POST /backup (to backup all resources) and
POST /backup <id> (to backup a single resource) are going to suit you best here.
CRUD MAPPING: Like Ray said, backup doesn't map to CRUD well; you want an action resource on the server to perform the function. Mark Massé wrote the O'Reilly book on REST API design and his recommendation is to use an action resource on the server in that case (see slide 20 on the Action archetype).
URI DESIGNATION: Action resources should be the last segment of the URI with no child resources. This will make sense when you see the reason below for which HTTP method is best suited here.
HTTP METHOD: Backup shouldn't be an idempotent action, so you want the HTTP method that's not idempotent. That's
POST. Not only is PUT idempotent, the URI you specify is where you're putting the resource you're sending. You don't want to do that if you want to be restful.
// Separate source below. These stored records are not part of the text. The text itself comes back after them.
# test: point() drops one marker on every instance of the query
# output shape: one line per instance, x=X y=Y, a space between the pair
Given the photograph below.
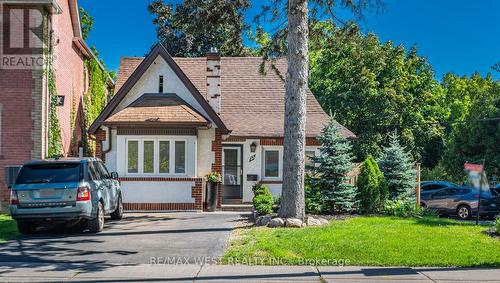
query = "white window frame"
x=172 y=165
x=280 y=162
x=157 y=164
x=316 y=152
x=138 y=156
x=141 y=157
x=156 y=157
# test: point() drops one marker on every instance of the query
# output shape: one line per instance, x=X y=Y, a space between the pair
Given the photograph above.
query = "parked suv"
x=459 y=201
x=436 y=185
x=65 y=191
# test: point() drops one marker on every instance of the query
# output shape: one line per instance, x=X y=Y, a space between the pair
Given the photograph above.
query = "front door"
x=231 y=174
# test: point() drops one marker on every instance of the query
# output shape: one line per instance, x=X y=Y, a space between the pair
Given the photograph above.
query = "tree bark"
x=292 y=204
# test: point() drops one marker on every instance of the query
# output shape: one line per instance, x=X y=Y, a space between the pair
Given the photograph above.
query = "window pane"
x=180 y=157
x=309 y=160
x=149 y=156
x=133 y=157
x=164 y=156
x=271 y=163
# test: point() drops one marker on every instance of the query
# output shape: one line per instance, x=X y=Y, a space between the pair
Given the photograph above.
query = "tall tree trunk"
x=292 y=204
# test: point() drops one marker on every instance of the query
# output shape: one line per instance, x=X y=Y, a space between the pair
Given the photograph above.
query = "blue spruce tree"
x=399 y=169
x=334 y=162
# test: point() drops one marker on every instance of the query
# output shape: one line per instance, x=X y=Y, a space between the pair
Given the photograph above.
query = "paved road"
x=35 y=272
x=133 y=240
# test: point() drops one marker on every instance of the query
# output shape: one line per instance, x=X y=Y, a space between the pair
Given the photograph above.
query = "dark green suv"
x=70 y=191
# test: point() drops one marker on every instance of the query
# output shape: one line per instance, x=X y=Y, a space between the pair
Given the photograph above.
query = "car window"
x=440 y=193
x=50 y=173
x=431 y=187
x=454 y=191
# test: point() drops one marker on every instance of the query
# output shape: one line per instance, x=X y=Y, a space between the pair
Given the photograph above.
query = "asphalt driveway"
x=136 y=239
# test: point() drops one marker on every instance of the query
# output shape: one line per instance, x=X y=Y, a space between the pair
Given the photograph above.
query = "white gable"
x=148 y=83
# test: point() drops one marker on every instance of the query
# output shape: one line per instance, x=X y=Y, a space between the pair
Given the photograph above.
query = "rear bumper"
x=79 y=211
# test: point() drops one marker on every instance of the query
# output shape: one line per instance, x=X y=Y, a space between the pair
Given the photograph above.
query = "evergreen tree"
x=398 y=168
x=334 y=162
x=372 y=186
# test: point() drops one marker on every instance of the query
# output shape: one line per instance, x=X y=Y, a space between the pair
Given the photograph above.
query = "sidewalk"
x=81 y=272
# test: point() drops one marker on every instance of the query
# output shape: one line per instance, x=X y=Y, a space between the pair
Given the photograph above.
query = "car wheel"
x=26 y=228
x=97 y=224
x=463 y=212
x=118 y=213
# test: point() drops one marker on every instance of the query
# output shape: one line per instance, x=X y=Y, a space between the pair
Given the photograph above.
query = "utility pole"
x=481 y=179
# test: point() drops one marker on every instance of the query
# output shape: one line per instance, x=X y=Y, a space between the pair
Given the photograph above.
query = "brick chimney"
x=213 y=80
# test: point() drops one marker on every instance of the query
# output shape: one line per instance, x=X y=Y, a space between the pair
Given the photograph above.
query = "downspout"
x=110 y=142
x=108 y=138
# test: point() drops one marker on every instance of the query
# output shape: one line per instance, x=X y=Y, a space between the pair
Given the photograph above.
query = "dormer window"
x=160 y=84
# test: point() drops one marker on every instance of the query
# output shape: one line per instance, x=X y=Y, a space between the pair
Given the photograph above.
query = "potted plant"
x=213 y=179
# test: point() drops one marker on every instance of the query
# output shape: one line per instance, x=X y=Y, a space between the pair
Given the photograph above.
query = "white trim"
x=279 y=149
x=238 y=163
x=138 y=157
x=156 y=158
x=185 y=157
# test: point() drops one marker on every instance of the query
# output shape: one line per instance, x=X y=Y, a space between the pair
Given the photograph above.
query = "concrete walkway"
x=75 y=272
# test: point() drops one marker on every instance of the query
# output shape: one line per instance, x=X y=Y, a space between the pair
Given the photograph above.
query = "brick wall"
x=196 y=193
x=69 y=72
x=217 y=165
x=24 y=102
x=18 y=107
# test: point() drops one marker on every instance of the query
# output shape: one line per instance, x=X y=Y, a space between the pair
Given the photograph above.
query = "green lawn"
x=380 y=241
x=8 y=228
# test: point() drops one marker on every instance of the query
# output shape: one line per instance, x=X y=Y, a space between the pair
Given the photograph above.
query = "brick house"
x=24 y=94
x=173 y=120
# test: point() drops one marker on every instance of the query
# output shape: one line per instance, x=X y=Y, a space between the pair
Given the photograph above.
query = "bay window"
x=156 y=156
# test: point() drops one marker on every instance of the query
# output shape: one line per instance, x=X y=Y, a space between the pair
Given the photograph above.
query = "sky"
x=459 y=36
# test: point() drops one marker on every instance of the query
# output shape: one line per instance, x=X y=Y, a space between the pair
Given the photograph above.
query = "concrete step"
x=237 y=207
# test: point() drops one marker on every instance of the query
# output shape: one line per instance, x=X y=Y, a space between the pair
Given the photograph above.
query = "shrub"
x=401 y=208
x=214 y=177
x=496 y=226
x=263 y=200
x=313 y=198
x=371 y=185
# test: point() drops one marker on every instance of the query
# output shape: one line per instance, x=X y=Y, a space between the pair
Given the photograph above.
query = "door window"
x=180 y=157
x=164 y=157
x=231 y=166
x=149 y=157
x=271 y=163
x=133 y=156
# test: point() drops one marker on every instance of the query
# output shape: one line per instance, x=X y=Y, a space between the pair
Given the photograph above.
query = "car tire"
x=464 y=212
x=26 y=228
x=96 y=224
x=118 y=213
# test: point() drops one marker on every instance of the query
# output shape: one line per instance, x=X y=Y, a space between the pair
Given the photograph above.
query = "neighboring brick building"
x=30 y=31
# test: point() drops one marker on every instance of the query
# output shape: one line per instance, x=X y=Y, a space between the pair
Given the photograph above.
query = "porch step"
x=237 y=207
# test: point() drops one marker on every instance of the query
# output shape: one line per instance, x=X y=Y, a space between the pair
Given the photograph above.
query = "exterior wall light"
x=253 y=147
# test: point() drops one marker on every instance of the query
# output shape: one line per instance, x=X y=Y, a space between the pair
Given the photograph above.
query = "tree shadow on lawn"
x=437 y=221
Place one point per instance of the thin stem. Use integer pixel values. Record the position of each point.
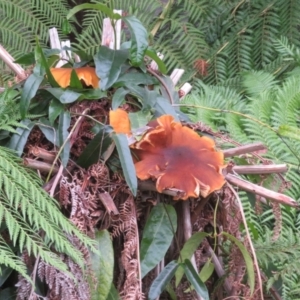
(65, 142)
(164, 85)
(249, 239)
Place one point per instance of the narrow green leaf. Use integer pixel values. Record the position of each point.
(103, 266)
(190, 246)
(41, 59)
(136, 78)
(139, 39)
(157, 236)
(29, 90)
(95, 149)
(195, 280)
(247, 258)
(55, 109)
(163, 107)
(27, 59)
(152, 54)
(50, 131)
(102, 7)
(64, 96)
(63, 126)
(8, 294)
(172, 294)
(126, 161)
(108, 65)
(19, 139)
(207, 271)
(92, 94)
(161, 281)
(5, 272)
(289, 131)
(118, 98)
(66, 27)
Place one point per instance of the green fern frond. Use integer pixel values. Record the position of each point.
(9, 259)
(26, 210)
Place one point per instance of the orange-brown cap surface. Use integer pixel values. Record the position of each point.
(179, 158)
(119, 120)
(86, 74)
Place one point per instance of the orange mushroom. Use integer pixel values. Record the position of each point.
(179, 158)
(119, 120)
(87, 74)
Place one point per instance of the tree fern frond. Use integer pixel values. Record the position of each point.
(9, 259)
(257, 82)
(26, 209)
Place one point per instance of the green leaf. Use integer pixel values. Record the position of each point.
(27, 59)
(5, 272)
(64, 96)
(95, 149)
(50, 131)
(8, 294)
(102, 7)
(152, 54)
(190, 246)
(92, 94)
(247, 258)
(172, 294)
(195, 280)
(66, 27)
(207, 270)
(136, 78)
(108, 65)
(19, 139)
(157, 236)
(103, 266)
(163, 107)
(167, 89)
(289, 131)
(29, 90)
(139, 40)
(41, 59)
(118, 98)
(63, 126)
(55, 109)
(161, 281)
(126, 161)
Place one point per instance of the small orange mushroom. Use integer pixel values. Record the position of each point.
(87, 74)
(119, 120)
(179, 158)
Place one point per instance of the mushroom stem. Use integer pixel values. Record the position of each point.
(219, 269)
(187, 231)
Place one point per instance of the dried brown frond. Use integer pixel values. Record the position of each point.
(128, 228)
(60, 285)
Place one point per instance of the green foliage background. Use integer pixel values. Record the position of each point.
(252, 48)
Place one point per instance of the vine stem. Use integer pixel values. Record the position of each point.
(65, 142)
(227, 111)
(249, 239)
(37, 260)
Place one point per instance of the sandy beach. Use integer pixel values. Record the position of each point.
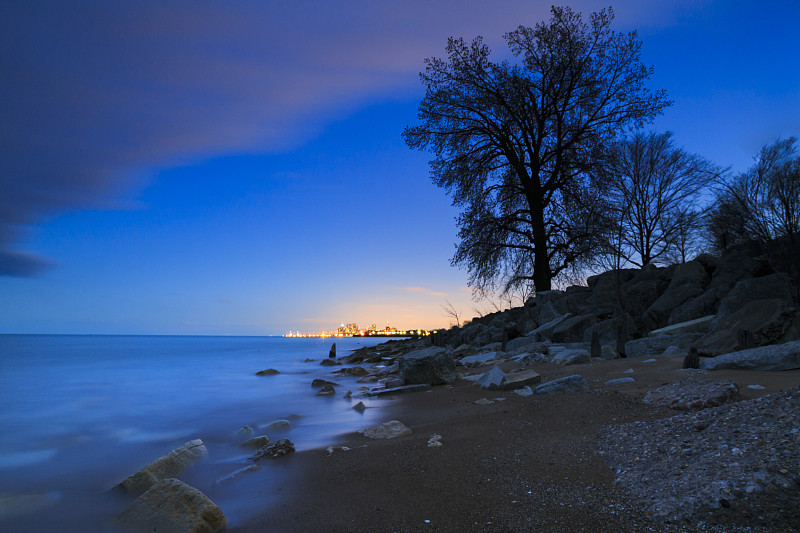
(518, 464)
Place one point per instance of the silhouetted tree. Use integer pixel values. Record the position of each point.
(764, 204)
(653, 191)
(515, 143)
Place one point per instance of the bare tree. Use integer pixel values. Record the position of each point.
(653, 190)
(515, 144)
(451, 312)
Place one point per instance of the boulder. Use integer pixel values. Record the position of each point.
(273, 450)
(546, 329)
(171, 506)
(164, 467)
(772, 287)
(492, 379)
(763, 322)
(525, 344)
(698, 325)
(619, 381)
(480, 359)
(433, 366)
(653, 346)
(565, 385)
(387, 430)
(256, 442)
(693, 393)
(518, 379)
(571, 356)
(689, 280)
(573, 328)
(776, 357)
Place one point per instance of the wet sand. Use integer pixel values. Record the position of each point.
(519, 464)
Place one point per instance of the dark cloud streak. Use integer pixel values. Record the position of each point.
(95, 94)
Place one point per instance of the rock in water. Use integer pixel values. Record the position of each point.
(387, 430)
(171, 506)
(433, 366)
(164, 467)
(276, 449)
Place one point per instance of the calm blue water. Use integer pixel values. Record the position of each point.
(80, 413)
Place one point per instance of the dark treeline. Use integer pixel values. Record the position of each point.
(548, 158)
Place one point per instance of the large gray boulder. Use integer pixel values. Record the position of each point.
(688, 281)
(167, 466)
(774, 286)
(653, 346)
(762, 322)
(565, 385)
(573, 328)
(171, 506)
(776, 357)
(433, 366)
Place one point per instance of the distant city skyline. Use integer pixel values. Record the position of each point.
(237, 168)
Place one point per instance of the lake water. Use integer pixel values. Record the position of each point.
(78, 414)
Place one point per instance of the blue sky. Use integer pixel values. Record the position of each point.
(237, 167)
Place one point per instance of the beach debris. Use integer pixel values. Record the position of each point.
(279, 424)
(565, 385)
(326, 390)
(332, 449)
(693, 393)
(275, 449)
(387, 430)
(481, 359)
(432, 366)
(171, 505)
(319, 382)
(492, 379)
(775, 357)
(236, 473)
(619, 381)
(524, 391)
(398, 390)
(256, 442)
(435, 440)
(164, 467)
(21, 504)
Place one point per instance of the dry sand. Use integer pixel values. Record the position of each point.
(520, 464)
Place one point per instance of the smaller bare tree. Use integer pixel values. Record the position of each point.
(653, 188)
(451, 312)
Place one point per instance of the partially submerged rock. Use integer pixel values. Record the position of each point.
(273, 450)
(433, 366)
(164, 467)
(387, 430)
(172, 506)
(777, 357)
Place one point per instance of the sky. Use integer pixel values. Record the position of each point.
(237, 168)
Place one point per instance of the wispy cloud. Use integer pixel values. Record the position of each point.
(424, 291)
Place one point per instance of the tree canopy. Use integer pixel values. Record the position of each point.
(515, 143)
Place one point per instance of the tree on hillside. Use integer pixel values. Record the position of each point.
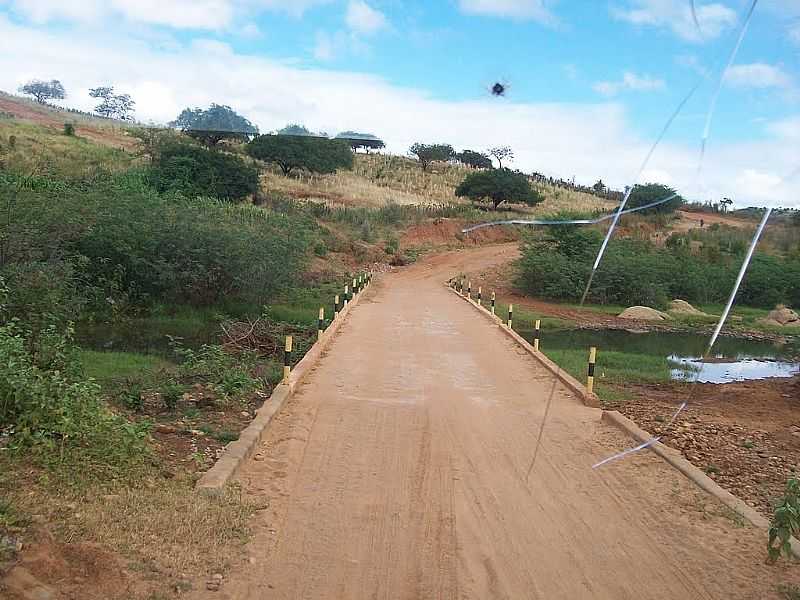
(214, 124)
(428, 153)
(599, 187)
(478, 160)
(198, 171)
(498, 186)
(653, 192)
(502, 153)
(290, 152)
(113, 106)
(357, 140)
(44, 90)
(301, 130)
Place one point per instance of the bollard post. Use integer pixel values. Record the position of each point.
(287, 359)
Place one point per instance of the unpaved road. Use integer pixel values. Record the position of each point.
(399, 472)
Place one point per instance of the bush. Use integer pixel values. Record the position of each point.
(115, 240)
(291, 152)
(632, 272)
(498, 186)
(197, 171)
(57, 416)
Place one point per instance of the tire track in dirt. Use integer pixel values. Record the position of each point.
(405, 455)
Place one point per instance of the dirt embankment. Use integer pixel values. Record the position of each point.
(745, 435)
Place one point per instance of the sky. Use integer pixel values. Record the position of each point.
(591, 83)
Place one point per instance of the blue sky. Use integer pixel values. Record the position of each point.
(591, 82)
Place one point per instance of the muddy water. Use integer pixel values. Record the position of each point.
(734, 359)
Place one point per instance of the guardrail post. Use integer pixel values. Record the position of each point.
(287, 359)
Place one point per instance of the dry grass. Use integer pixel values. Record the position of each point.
(379, 179)
(160, 522)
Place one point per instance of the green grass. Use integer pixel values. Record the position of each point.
(106, 367)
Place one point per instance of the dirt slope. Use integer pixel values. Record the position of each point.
(399, 471)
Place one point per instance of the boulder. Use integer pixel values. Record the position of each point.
(784, 316)
(643, 313)
(681, 307)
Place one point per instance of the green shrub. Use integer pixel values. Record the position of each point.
(197, 171)
(57, 416)
(785, 522)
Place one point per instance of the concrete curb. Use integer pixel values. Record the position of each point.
(213, 481)
(703, 481)
(588, 398)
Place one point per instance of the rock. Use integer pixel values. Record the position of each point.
(19, 581)
(643, 313)
(784, 316)
(681, 307)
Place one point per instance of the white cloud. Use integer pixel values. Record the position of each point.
(181, 14)
(362, 18)
(535, 10)
(788, 128)
(758, 75)
(676, 15)
(589, 141)
(630, 82)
Part of the purpose of POST and its non-idempotence is specified as
providing a block of data, such as the result of submitting a form, to
a data-handling process
which is what you want here.
To be a layered system, the server (by way of its action resource (the backup method)) should specify where its output should go; the client shouldn't house that logic.
So, doing it this way, your backup action resource is free to determine where you want to put the backups (which may be a store resource (
/backups); see slide 19) and whether you want to overwrite the previous backups or whether you want to implement some form of version control (something that REST design doesn't account for). So basically you were on the right track!